But he is also real. Firm Handshake Guy is, in fact, one of the five or so most tedious people in American life, up there with History Channel Hiroshima Explainer (“Did you know murdering civilians saved lives, bub?”) and Guy Who Thinks Tebow Deserved More Time in Denver. What all of these people have in common is a certain kind of insistent stupidity, an in-your-face dumbness. The difference is that you can just not talk to Mssrs. Hiroshima and Tebow Defender about just war, the NFL, and kindred subjects. Firm Handshake Guy could be anywhere, and your continued membership in civilization depends upon putting up with his nonsense.

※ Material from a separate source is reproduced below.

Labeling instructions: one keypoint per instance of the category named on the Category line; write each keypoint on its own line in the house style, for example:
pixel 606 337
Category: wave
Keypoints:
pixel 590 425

Or at least it does until we replace the handshake with an elegant Japanese-style bow. Not only would bowing allow us to avoid the very real possibility of spreading disease even in non-pandemic seasons, it would put Handshake Guy out of business forever. And it would also make us a politer, gentler, more egalitarian society. The modern bow, so far from either signaling or demanding servility, is simply polite. It is a natural extension of the nod, that humblest and most reassuring of everyday gestures. And it is extremely easy to master. Just bend your waist while keeping your back and neck more or less straight and your feet together, lower your eyes slightly, and keep your hands at your sides. (Women, if they want, can clasp their hands together instead, but it is not necessary.)